MISTRALS ("Integrated Mediterranean Studies at Regional and Local Scales") is a research program dedicated to the study of the Mediterranean basin and its surroundings, with the aim to "better understand the impact of global factors on this region and to anticipate changes over a century of living conditions".

Established in August 2008 under the auspices of the CNRS, it quickly became a collaborative program of many research organisations from France and other Mediterranean countries. "Corporate governance is provided by an International Steering Committee and a Steering Inter-Agency Committee, which validate the scientific plans of each program and provide working capital finance".

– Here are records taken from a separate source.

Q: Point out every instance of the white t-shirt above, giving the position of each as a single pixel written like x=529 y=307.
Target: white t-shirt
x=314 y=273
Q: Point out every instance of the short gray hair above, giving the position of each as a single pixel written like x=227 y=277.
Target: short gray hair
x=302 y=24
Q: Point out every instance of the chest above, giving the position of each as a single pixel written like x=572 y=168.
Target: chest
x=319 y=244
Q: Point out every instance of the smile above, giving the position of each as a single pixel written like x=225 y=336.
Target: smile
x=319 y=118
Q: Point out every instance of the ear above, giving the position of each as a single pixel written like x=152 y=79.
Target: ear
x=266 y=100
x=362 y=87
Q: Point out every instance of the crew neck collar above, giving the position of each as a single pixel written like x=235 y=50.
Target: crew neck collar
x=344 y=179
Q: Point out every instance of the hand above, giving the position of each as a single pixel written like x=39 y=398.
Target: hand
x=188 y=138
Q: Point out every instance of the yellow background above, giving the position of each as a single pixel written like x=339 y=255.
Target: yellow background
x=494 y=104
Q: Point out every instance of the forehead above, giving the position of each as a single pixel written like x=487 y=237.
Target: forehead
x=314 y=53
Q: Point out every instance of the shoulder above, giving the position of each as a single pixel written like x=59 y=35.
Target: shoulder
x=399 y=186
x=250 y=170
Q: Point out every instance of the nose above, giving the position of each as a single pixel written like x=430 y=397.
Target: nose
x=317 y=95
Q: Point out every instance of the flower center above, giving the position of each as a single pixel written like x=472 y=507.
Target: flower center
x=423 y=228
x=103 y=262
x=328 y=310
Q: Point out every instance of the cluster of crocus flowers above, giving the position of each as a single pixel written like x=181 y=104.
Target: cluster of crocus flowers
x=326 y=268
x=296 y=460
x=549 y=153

Its scientific direction and financial support are provided by CNRS and IRD (the co-directors are Etienne Ruellan CNRS / INSU and Abdelghani Chehbouni IRD), together with eleven other French research institutions (ADEME, BRGM, CEA, Cemagref, CIRAD, CNES, IFP énergies nouvelles, IFREMER, INRA, IRSN and Météo-France).

In 2011, over 1,000 scientists worked in seven scientific programs. Research programs are interdisciplinary. The themes include terrestrial and marine ecosystems, fisheries, climate, geology, urban planning, agriculture, the availability of fresh water, economics, sociology and anthropology.